In 1945, desperate to get a jet powered aircraft aboard their carriers, the Lords of the Admiralty undertook trials with a Meteor I was used for deck-handling tests aboard aircraft carrier HMS Pretoria Castle in late 1944. Flown by Captain Eric "Winkle Brown" in March 1945, a hooked Meteor III made the first jet landing and take off from an aircraft carrier on HMS Ocean. The results from these trials were such that they decided to order 200 Meteor IVs, a version which utilised the Derwent V engine. This new engine provided 3,500lb of thrust, a 50% increase on the power offered by the Derwent IV used in later Meteor IIIs. The result was a sprightly improvement in the Meteor III's desultory performance. The first Meteor IV prototype took to the air on 15 August 1945 and the test programme went so smoothly that it entered RN FAA squadron service on 1 June 1946, just in time to sail onboard HMS Illustrious to the Far East to take part in the planned invasion of the Japanese home islands. Able to carry 2,000lbs under each wing, armed with rockets or bombs and its 4 20mm cannon, the Meteor IV proved a considerable success both as a fighter-bomber and a fighter against the Japanese Kamikaze planes deployed against the Allied fleet off Japan.

 

So began the development story of the FAA's Sea Meteor jet fighter. The first Jet Fighter to serve aboard an aircraft carrier and the first to take part in combat over the Japanese Home Islands.

 

After the war, the FAA continued to use Sea Meteors and in 1954, after the experience of the Korean War called for a Fighter, All Weather to help protect the fleet in bad weather and at night.
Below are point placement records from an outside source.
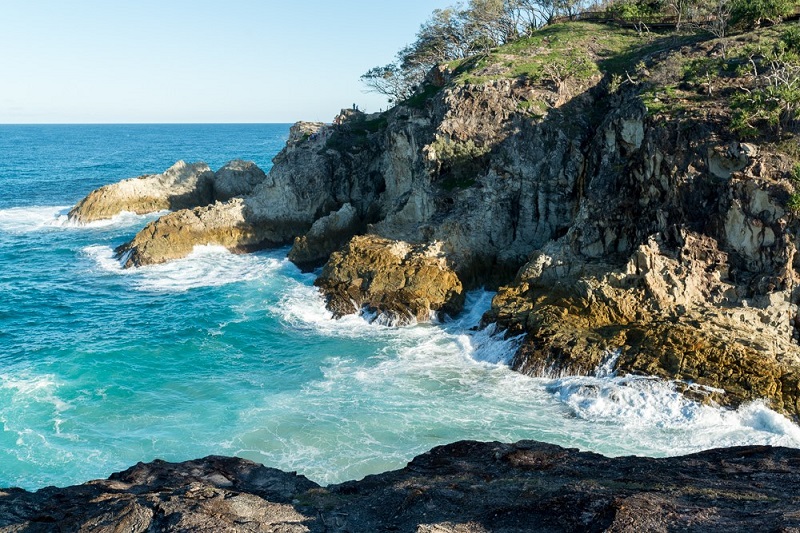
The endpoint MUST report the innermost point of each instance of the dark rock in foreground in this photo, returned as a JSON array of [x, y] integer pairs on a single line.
[[462, 487]]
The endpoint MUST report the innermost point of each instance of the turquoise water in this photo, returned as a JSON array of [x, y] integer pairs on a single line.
[[235, 354]]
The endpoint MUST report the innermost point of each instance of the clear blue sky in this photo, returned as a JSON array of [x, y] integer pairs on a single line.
[[109, 61]]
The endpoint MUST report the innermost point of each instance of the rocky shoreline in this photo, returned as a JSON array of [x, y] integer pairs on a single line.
[[462, 487], [607, 227]]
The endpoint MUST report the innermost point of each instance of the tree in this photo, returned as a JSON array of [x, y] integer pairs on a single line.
[[389, 81], [753, 12]]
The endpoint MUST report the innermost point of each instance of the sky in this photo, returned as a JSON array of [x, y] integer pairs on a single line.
[[190, 61]]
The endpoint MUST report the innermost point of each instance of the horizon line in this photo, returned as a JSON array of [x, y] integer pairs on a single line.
[[143, 123]]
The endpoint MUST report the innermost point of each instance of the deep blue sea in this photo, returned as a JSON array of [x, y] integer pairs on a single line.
[[235, 354]]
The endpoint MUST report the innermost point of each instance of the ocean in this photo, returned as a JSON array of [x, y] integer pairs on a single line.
[[227, 354]]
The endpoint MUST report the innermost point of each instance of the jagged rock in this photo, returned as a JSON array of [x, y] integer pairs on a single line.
[[175, 235], [461, 487], [181, 186], [398, 281], [236, 178], [326, 235]]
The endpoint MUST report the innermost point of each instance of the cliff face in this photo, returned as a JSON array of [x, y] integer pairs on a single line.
[[638, 220], [461, 487]]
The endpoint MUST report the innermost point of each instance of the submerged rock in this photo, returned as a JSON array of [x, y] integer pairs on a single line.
[[237, 178], [462, 487], [180, 186], [400, 282]]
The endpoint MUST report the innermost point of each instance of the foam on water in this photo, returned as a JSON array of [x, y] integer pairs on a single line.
[[206, 266], [101, 367], [19, 220]]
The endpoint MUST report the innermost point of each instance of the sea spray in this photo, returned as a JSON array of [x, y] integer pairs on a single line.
[[102, 367]]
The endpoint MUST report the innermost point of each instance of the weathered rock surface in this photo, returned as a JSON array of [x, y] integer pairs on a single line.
[[660, 235], [175, 235], [236, 178], [400, 282], [182, 185], [326, 235], [461, 487]]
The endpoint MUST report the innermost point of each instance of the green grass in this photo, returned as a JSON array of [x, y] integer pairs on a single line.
[[419, 99]]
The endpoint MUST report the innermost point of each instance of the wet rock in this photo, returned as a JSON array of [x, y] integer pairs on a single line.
[[400, 282], [462, 487], [326, 235], [237, 178], [175, 235], [181, 186]]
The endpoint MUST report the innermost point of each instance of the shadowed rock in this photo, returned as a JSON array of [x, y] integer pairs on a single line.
[[463, 487], [326, 235], [181, 186], [398, 281], [237, 178]]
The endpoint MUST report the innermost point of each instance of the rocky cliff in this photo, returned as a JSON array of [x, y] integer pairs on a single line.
[[459, 488], [599, 176]]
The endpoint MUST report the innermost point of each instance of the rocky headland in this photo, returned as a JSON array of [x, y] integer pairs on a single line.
[[463, 487], [619, 205]]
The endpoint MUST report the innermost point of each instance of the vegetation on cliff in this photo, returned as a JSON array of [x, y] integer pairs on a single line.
[[632, 189]]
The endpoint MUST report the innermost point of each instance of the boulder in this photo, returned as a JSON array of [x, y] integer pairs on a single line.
[[670, 315], [462, 487], [236, 178], [175, 235], [326, 235], [399, 282], [183, 185]]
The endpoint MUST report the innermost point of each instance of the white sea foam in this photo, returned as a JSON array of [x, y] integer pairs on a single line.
[[18, 220], [124, 219], [206, 266]]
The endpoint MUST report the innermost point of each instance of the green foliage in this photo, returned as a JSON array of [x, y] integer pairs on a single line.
[[791, 39], [776, 100], [637, 10], [749, 13], [421, 97], [355, 133]]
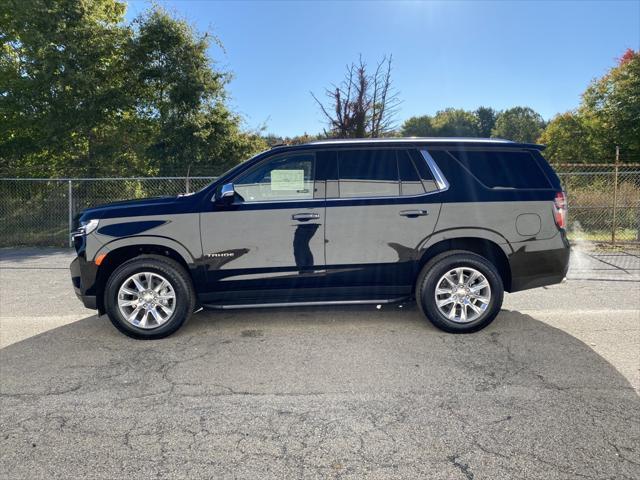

Glosters calling on their experience of building night fighters for the RAF proposed a naval version of the NF.14 which was accepted. As with the other other night fighter versions of the Meteor most of the design work and production was undertaken by Armstrong-Whitworth. However, because of the requirement for folding wings, the wing guns were eliminated. In order to provide some form of armament, a gun pack was installed under the fuselage. In order to accept the ammunition bins, the main fuselage fuel tank was reduced considerably in capacity. Therefore, the Sea Meteor FAW.14 flew with semi-permamently attached 300 gallon wing drop tanks. To further increase its range, a belly tank was developed. However, because it hung so close to the deck, it was impossible to fly back on with it attached so it had to be jettisoned on every sortie. The Admiralty, in a time of economic stringency was forced to curtail Sea Meteor FAW.14 operations. Because the aircraft's range was limited without the tank, the Sea Meteor FAW.14 was quickly replaced by the Sea Venom in the Fighter, All Weather role.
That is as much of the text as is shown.